The Killing, Season 3: Episode 7 – “Hope Kills”
Directed by Tricia Brock
Written by Brett Conrad
Airs Sunday nights at 9 on AMC
Anyone who stopped watching The Killing after the first two seasons is missing out on seeing the great ideas behind the show being executed well. In a recent podcast discussion about the new FX series The Bridge, Dan Fienberg rightfully pointed out that there was never anything wrong with the structure of The Killing or the choice to not solve the Larsen case at the end of the first season – it’s just that the story that was being told wasn’t good enough. In season three, the story of The Killing is hitting all the right marks as its three parallel stories are all playing off each other well.
Even though Hannibal tackled violence as a theme much better than The Killing ever has so far, it’s still an understated part of this show. Last week’s hanging was done partly off-screen and completely in the dark, showing that the minds behind the camera know how to not exploit something that’s extremely easy to exploit. But that isn’t even one of the more remarkable things about The Killing (although it should be pointed out more, especially when critics keep bringing up the fact that there are too many shows about serial killers that have tasteless or uninteresting violence; that description does not apply to The Killing). The real kicker is the cohesion.

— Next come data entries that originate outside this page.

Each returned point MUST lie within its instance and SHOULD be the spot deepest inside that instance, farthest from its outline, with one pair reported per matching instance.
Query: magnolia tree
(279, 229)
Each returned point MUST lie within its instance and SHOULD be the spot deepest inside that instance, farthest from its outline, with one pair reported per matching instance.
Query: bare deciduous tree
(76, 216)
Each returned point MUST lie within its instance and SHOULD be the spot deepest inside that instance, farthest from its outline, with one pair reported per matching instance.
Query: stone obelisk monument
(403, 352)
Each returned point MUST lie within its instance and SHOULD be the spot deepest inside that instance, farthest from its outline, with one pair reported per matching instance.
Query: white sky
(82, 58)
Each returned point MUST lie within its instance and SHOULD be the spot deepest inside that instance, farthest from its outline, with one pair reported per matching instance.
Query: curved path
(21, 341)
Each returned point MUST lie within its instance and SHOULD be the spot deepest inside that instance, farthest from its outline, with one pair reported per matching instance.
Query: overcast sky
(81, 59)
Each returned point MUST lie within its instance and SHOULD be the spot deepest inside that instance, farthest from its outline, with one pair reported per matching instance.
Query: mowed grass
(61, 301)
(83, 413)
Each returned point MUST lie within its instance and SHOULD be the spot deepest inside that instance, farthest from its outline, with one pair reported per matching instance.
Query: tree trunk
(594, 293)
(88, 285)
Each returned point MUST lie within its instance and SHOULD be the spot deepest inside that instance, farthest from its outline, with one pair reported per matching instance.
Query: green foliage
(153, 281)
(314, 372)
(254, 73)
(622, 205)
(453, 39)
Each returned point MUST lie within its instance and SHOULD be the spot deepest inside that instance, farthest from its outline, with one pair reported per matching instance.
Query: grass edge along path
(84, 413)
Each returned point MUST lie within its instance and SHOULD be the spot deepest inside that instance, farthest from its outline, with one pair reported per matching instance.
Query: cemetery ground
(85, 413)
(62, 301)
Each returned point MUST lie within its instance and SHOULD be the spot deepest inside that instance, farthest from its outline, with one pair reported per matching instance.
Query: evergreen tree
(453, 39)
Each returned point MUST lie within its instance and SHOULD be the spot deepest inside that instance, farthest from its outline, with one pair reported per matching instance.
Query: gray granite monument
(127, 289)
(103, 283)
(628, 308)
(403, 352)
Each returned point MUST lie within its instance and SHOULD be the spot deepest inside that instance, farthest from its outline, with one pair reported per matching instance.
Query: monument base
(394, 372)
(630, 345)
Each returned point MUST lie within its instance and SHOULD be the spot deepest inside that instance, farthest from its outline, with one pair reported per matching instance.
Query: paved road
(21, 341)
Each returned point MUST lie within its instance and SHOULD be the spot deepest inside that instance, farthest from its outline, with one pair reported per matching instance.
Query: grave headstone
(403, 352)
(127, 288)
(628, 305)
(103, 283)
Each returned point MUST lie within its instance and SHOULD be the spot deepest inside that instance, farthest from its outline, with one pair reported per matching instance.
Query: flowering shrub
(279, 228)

Seward is the character on the outside of this, since he’s on death row, but they’ve still managed to get Linden out there to see him a couple times – and, at other times, he is mentioned at the precinct in discussions between Linden and her boss. It’s never a necessary thing to have a cohesive narrative. Oftentimes, shows can be unfocused and still tell their stories very well (Game of Thrones, though even that would benefit from narrowing its viewpoint(s) down). The other two narratives – the cops and the homeless kids of Seattle – are much more intertwined, and that provides for the best scene of “Hope Kills” in which Holder is talking to Bullet, more or less giving her love advice. It’s a tender moment just for how delicate that relationship has been (Bullet recently punched Holder in the gut), but it’s a double-down on poignancy when we consider what we’ve been shown of Holder’s home life. At various points in the first half of this season, Holder and Linden have given advice to people or to each other that they themselves would have difficulty following through on. Maybe that’s an overused narrative device, but even if it is, anything coming from Holder commands an amount of interest and respect.
The mystery element of the series continues along here at a perhaps unremarkable pace. The good thing, though, is that it looks to be sticking with one potential suspect longer than it has with suspects from previous seasons. This has been a pretty common complaint aimed at the show – that it’s all twists – so if we get a couple more episodes in which we think it’s the guy running the shelter who is holding a knife to Linden’s neck, then that’s just another way in which this show has evolved since it debuted a couple years ago.